OUP (2016) h/b 243pp £47.99 (ISBN 9780190275921)
‘There was no legal prohibition against providing sex for cash’ (p. 115). Such a straightforward statement simplifies an extremely complex social and legal arrangement.
C. is a highly regarded scholar specializing in the subjects of economics, commerce and legal matters. In the book under review he has turned his penetrating eye on his clever subtitle The business of sex, set in the context of social and economic history. Naturally, the centre of the study is classical Athens, as only Athens provides us with the necessary material, mainly 4th century oratory and philosophy, alongside 5th and 4th century tragedy and comedy (including their Roman adaptations) assisted by later quotations in Athenaeus and such. The footnotes print many of the Greek texts that are quoted—a great help as the range of authors is so wide. Material remains (pp. 20-24), such as Bau Z in the Athenian Kerameikos and the images on figured pottery, play a minor role.

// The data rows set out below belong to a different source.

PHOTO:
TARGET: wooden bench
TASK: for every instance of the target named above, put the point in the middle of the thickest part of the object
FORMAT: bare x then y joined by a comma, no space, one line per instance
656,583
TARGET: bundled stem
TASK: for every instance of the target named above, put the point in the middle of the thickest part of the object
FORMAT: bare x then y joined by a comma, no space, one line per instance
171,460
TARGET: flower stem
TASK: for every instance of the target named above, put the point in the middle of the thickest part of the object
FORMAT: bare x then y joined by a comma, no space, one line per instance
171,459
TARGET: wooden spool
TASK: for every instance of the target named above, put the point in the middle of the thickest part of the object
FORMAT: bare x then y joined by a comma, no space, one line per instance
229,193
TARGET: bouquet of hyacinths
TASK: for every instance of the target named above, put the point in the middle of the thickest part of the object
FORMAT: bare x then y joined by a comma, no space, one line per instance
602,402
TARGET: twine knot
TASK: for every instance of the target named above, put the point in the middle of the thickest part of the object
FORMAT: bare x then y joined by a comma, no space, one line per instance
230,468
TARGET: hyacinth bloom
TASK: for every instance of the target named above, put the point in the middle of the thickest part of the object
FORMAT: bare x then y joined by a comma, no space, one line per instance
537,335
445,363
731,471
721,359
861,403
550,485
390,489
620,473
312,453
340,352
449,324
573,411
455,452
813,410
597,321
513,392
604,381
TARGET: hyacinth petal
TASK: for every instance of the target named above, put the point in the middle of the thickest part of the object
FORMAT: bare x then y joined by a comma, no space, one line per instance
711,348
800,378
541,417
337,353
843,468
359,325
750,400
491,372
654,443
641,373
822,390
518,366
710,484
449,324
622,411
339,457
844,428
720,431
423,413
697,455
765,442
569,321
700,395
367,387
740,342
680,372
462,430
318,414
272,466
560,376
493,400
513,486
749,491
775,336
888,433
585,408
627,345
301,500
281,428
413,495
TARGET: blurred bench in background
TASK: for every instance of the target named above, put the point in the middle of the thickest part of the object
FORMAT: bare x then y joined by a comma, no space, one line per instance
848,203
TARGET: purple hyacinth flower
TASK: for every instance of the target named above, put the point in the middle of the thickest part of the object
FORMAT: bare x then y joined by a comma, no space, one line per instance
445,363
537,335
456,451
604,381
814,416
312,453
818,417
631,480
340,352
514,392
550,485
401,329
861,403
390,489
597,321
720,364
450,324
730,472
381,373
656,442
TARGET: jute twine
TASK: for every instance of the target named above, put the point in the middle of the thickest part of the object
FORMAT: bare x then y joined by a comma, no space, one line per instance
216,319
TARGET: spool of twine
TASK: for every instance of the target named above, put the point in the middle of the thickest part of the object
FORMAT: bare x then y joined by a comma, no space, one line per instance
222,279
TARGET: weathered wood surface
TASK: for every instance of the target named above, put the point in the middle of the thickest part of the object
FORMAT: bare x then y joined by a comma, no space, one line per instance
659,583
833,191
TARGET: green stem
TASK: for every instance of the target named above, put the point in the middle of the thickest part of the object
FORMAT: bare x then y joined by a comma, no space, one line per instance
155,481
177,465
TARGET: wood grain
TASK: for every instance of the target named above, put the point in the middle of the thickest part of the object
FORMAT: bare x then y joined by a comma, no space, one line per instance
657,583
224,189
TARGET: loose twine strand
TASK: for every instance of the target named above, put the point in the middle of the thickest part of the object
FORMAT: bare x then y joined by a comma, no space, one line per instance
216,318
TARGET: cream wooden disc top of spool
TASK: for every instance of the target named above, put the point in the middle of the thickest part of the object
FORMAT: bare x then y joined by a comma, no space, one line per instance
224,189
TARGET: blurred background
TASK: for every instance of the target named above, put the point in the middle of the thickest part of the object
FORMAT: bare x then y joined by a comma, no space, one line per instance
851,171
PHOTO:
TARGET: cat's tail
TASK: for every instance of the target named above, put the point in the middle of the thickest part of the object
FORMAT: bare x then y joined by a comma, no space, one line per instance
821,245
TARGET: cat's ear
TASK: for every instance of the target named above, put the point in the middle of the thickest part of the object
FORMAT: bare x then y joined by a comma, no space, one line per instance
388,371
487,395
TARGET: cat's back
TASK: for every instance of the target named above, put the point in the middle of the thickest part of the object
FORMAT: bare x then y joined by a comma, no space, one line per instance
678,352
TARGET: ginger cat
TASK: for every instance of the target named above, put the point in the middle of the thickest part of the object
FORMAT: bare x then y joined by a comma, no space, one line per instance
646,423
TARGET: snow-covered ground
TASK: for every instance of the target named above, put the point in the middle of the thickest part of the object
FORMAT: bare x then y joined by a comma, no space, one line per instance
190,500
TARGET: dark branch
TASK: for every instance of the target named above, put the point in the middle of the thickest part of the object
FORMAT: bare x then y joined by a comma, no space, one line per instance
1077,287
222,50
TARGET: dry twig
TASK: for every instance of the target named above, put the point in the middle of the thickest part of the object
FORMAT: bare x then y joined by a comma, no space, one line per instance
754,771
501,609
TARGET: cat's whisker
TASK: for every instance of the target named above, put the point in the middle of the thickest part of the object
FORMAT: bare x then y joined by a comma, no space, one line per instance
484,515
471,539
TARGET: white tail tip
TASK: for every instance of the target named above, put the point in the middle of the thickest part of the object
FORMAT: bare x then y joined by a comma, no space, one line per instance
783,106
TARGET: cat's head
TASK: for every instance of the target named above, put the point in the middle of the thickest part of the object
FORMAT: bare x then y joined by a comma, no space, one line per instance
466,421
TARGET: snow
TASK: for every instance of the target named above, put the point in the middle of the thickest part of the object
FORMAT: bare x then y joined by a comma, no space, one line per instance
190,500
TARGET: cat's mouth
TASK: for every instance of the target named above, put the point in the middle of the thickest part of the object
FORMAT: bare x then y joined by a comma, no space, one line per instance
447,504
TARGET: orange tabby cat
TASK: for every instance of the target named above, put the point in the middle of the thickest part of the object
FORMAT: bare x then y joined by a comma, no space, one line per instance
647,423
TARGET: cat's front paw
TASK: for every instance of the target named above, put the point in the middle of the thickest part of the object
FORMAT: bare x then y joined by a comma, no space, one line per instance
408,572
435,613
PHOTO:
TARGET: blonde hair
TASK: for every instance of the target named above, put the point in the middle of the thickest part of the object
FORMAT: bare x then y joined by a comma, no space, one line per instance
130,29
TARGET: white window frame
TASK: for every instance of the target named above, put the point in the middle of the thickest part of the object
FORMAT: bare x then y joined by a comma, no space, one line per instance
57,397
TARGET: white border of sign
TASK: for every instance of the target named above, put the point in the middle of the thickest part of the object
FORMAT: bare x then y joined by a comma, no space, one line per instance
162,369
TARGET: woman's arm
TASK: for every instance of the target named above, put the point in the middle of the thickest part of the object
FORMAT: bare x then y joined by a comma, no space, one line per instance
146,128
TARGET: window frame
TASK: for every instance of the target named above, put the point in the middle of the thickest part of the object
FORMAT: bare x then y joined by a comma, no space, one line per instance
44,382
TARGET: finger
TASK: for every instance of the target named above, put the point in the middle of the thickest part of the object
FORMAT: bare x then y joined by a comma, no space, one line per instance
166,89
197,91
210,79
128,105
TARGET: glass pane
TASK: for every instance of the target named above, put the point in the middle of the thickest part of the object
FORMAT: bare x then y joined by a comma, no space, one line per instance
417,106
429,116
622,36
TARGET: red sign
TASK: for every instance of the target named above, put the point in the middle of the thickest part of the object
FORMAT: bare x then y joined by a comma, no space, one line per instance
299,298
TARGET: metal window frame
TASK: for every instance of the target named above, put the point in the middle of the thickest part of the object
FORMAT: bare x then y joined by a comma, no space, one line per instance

One of the main complications the author has had to face concerns language—he points out on p. 31, note 43 that there are at least 200 words, ‘at different registers of usage, relating to venal sexual exchange.’ Add to this the pricing process of transactions and the inevitable tendency for clients and providers to lie about the costs of any encounter, as well as the difficulty of knowing how truthful the forensic speeches themselves were.
C. also has to wrestle with the social strata—citizens, non-citizens, prosperous slaves, and with the wide range from the high-class hêtairos(a) to the street pornos(ê). The well-paid mesdames whom we know by name—Lais, Phryne, Glykera, etc.—contrast with the general run of bawds, and recent work on Neaira and her ‘family’ has shown what a complex business prostitution could be. Elite values ran up against the realities of practical life. Salaried employment was disdained, but gift-giving instead of payment freed the prostitute from social stigma, so commercial trading became a liberal transaction.
C.’s investigations show how pimping, so difficult to define, could lead to the death penalty. He explains that there was ‘whoring under contract’, that slaves had access to the courts, that foreigners who spoke no Greek were represented by Greek speakers, that women had widespread involvement in business, especially the business of sex, as it was hard for citizen men to engage in commercial pursuits.
The seven crisp chapters, densely packed with facts and figures, reveal the varied and sometimes contradictory picture of sexual commerce. For a detailed text such as this the proof-reading is excellent, but I was saddened to see that Sir John Beazley was misspelt as Beasley (pp. 21 and 182).